Pa. Auditor General: State Failure To Reimburse Means Charter Schools Hurt Public Schools
PITTSBURGH (KDKA) — An audit by state Auditor General Eugene DePasquale found school districts are hurting financially because Gov. Tom Corbett and the legislature no longer reimburse school districts when their students attend charter schools.
“The state, when the charter law passed, had made a commitment that they were going to reimburse the school district for that,” DePasquale told KDKA political editor Jon Delano, “but that has been eliminated, which has been a big financial hit for a lot of school districts.”
Every time a student opts to go to a charter school instead of their local public school, the school district must transfer money from their budget to that charter school.

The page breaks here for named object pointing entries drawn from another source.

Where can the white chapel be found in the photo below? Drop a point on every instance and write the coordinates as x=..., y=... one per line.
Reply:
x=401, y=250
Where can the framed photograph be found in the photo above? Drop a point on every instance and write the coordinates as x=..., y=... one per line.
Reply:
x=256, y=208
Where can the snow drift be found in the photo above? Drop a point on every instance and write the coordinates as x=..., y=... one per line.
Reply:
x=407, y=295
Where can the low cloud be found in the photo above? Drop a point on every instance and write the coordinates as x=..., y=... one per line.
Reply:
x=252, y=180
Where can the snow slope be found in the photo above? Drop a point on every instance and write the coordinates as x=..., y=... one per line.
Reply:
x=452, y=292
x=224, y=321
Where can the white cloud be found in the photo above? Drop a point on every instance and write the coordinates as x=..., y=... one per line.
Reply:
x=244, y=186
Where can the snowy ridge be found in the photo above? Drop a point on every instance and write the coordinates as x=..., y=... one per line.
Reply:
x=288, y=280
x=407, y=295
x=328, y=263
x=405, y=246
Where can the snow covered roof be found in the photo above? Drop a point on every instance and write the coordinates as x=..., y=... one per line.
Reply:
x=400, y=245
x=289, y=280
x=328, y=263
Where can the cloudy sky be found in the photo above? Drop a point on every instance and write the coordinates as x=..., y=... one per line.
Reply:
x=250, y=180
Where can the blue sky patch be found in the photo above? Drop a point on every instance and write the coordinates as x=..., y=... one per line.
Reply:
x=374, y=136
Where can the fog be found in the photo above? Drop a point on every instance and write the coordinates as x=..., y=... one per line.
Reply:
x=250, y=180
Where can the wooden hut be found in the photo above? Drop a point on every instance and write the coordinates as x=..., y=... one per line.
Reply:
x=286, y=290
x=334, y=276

In Allegheny County alone, that amounted to over $59.5 million last year to cover approximately 5,500 students.
Along with the Duquesne School District, Sto-Rox is one of the harder hit school districts.

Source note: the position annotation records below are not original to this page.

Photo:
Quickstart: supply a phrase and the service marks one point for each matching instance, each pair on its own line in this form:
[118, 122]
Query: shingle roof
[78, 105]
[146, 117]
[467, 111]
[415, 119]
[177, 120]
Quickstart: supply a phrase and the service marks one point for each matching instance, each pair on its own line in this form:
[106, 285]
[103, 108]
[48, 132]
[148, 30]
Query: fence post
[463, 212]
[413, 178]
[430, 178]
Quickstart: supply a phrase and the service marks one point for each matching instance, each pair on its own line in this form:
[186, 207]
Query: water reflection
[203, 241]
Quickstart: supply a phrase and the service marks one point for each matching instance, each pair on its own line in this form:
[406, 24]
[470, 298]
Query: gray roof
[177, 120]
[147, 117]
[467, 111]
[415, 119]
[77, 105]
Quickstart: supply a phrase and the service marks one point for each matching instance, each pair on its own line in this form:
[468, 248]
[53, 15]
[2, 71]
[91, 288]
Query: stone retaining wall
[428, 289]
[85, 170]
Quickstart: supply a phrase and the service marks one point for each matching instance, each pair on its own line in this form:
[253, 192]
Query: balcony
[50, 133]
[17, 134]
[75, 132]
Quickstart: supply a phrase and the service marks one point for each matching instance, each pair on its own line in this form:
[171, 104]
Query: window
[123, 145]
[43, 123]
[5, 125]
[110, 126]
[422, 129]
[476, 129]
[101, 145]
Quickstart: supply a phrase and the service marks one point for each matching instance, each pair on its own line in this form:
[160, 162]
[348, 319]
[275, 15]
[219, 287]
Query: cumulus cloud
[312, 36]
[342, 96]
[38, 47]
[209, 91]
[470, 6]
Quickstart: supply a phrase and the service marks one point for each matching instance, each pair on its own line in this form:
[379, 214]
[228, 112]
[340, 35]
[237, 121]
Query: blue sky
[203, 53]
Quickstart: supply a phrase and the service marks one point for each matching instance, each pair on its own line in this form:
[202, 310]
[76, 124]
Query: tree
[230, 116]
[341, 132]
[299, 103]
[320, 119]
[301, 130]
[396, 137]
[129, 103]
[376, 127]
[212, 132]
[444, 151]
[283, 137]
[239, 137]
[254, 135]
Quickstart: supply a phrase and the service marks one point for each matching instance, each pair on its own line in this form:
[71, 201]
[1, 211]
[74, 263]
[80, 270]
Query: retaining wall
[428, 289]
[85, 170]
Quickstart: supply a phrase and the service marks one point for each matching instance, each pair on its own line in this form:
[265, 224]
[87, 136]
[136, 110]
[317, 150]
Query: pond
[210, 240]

In 2010-11, they paid out $2.5 million for their students who attended charter schools. They got back $400,000 from the state. Now they get zero.
Frank Dalmas is the acting superintendent of the Sto-Rox School District.

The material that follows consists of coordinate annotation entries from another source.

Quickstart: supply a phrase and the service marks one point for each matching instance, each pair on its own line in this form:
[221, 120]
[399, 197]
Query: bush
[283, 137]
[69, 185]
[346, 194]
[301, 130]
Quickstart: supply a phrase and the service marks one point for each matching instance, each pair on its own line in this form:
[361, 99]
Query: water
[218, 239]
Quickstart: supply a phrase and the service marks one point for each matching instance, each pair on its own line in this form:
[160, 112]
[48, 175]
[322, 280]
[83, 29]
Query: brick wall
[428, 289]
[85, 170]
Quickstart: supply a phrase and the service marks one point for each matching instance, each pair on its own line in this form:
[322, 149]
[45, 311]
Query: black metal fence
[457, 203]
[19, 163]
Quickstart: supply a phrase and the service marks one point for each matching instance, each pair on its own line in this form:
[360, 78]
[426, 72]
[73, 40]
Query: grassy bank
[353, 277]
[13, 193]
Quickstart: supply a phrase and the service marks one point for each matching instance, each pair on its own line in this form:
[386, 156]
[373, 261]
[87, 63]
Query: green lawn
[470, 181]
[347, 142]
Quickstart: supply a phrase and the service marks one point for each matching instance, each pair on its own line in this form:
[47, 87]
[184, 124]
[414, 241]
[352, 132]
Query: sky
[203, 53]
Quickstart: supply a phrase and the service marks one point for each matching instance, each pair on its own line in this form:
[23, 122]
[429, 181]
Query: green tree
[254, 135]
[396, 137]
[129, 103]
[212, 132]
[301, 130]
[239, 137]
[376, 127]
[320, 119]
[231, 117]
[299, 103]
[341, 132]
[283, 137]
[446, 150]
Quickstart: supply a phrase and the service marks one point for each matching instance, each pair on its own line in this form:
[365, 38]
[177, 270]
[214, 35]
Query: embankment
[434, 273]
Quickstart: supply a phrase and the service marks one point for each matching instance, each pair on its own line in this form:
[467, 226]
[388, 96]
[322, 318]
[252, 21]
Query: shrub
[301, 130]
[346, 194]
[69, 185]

“The more money that we have to pay out for charter school expenses and cyber school expenses, we’re experiencing increased class sizes, less money to pay for textbooks and programs, less money to pay for staff,” says Dalmas.
DePasquale says it’s up to Harrisburg to correct this problem.
“Pennsylvania funds our public schools at one of the lowest rates in the entire country. We are in the low 30s right now. Most states from the state government fund their public schools at a 50 percent clip,” he said.
“This would help a lot of property tax issues if the state did its job and properly funded public education,” says DePasquale.